The theme song was an instrumental by the Shadows: "Maroc 7" rose to No. 24 on the UK Singles Chart in April 1967.

Production
The film was the fifth in a series of movies jointly financed by Rank and the National Film Finance Corporation (NFFC).

The sets were designed by the art directors Seamus Flannery and Terry Pritchard. It was shot at Pinewood Studios and on location in Morocco. Filming began 6 July 1966. The production went over budget.

Plot
Louise Henderson is the editor of a respected fashion magazine, but she has a hidden career as mastermind of a ring of thieves. With their professional operation as a front, Louise uses one of her models, Claudia, and a photographer, Raymond Lowe, to steal precious artifacts and jewels.

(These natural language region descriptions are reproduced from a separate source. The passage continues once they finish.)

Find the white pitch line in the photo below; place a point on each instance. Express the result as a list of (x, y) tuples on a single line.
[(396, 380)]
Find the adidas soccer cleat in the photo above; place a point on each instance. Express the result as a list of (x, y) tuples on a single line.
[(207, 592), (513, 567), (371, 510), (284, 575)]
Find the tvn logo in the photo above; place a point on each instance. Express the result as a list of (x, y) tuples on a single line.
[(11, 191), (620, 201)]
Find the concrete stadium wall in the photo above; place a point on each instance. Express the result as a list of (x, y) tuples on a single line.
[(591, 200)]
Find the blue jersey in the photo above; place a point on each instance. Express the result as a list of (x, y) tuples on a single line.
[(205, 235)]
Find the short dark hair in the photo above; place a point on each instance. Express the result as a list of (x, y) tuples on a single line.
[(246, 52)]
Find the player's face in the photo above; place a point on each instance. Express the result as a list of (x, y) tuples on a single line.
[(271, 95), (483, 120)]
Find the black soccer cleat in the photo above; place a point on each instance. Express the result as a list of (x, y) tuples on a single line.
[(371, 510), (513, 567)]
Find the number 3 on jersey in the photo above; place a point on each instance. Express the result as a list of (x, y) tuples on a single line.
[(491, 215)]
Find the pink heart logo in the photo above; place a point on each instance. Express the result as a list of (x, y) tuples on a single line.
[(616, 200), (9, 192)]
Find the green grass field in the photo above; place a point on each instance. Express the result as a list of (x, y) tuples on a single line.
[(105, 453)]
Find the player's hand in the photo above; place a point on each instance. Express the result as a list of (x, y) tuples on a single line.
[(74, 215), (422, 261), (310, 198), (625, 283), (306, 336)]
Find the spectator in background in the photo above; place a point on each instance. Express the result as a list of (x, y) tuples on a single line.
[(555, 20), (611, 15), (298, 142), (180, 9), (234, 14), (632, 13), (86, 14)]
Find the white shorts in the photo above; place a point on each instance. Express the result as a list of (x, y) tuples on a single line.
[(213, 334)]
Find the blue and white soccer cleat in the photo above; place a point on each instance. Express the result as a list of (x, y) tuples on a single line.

Law enforcement agencies have their suspicions about her, so undercover man Simon Grant is assigned the case. He pretends to be a safecracker to infiltrate Louise's gang, traveling to Morocco, where she intends to switch an imitation Arabian medallion for a priceless real one.

Grant is given cooperation in Morocco by a chief of police, Barrada, and a woman named Michelle Craig who is the chief's top aide. Things go wrong when Grant needs to kill Lowe, who has followed him on his way to find the map to the location of the medallion.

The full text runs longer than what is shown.